SHM of single lap adhesive joints using subharmonic frequencies

The increased usage of adhesive bonding as a joining method in modern aerospace components has led to developing reliable ultrasonic health monitoring systems for detection of regions of poor adhesion. Nonlinear acousto-ultrasonic techniques based on higher harmonics and subharmonic frequencies have shown to be sensitive to the detection of micro-voids and disbonds. Nonlinear resonance properties of disbonds generate various nonlinear phenomena such as self-modulation, subharmonics, hysteresis and so on. By exploiting the local natures of these phenomena, this paper demonstrates the use of subharmonics for detection and imaging of flaws in bonded structures. To optimise the experimental testing a two-dimensional analytical model and a three-dimensional finite element analysis simulation were developed for understanding the generation of nonlinear elastic effects with emphasis on subharmonic frequency components. The proposed analytical model qualitatively described the generation of subharmonics but also higher harmonics due to the nonlinear intermodulation of the driving and resonance frequencies associated with the disbonded region.
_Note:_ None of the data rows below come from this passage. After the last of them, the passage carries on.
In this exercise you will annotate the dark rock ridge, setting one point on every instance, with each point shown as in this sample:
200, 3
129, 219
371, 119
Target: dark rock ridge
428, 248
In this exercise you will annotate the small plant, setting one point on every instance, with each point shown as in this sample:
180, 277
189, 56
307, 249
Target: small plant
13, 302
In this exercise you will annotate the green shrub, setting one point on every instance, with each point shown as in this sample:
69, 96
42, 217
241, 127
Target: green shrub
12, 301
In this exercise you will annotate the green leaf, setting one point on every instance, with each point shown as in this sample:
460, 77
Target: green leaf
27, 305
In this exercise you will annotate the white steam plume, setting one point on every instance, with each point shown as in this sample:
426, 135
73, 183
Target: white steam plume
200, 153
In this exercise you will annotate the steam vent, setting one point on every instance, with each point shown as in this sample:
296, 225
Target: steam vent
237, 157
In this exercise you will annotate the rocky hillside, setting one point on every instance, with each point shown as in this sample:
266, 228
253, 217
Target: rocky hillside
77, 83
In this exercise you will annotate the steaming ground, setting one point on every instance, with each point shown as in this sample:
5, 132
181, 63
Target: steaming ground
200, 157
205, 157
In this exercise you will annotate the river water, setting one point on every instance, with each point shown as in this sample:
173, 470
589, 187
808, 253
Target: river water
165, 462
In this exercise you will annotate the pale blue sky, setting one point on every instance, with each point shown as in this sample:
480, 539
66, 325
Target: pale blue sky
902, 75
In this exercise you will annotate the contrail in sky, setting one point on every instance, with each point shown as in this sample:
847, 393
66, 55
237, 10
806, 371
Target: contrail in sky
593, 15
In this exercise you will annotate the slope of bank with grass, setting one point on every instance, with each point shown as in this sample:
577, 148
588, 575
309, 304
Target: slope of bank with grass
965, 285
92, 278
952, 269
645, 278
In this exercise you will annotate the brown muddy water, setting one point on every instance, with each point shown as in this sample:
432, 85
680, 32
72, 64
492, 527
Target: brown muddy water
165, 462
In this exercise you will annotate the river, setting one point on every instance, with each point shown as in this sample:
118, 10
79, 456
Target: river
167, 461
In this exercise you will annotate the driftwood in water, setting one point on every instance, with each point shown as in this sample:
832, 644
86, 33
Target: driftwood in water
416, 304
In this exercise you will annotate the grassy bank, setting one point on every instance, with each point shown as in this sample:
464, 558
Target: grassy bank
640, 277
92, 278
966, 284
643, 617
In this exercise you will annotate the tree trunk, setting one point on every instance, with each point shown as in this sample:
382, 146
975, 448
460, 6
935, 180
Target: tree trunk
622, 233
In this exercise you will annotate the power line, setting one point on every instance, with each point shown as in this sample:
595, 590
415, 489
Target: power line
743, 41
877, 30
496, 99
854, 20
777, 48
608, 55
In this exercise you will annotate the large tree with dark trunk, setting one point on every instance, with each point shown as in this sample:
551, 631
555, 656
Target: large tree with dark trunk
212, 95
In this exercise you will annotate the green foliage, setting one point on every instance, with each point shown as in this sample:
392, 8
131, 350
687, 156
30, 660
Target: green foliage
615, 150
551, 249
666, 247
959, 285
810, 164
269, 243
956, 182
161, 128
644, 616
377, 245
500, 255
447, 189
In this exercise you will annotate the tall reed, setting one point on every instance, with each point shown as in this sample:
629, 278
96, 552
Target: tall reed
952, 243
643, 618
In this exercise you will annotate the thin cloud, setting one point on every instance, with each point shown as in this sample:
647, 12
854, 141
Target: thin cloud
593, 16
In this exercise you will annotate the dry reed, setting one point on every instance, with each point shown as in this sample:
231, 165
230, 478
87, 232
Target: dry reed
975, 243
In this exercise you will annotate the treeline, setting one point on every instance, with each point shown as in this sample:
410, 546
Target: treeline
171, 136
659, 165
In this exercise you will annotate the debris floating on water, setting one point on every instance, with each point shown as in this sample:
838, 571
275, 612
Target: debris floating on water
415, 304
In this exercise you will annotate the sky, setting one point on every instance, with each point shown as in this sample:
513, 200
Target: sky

The numerical model was developed by modifying the user defined cohesive element formulation with a bi-linear traction-displacement relationship in order to simulate the interaction of elastic waves with the structural disbond. Whilst the analytical model supported the selection of the driving frequency, the numerical one successfully predicted the generation of subharmonic frequencies originating in the disbonded area. Experimental tests were conducted on a disbonded single lap joint structure using surface-bonded piezoelectric transducers and a laser-Doppler vibrometer, and allowed to validate the analytical and numerical results. It was clearly demonstrated that the nonlinear resonance effects in the form of subharmonics could be used to discriminate reliably regions of poor adhesion in bonded structures. This work can lead to new in situ nonlinear acoustic based health monitoring system for locating and imaging defects in critical aerospace components.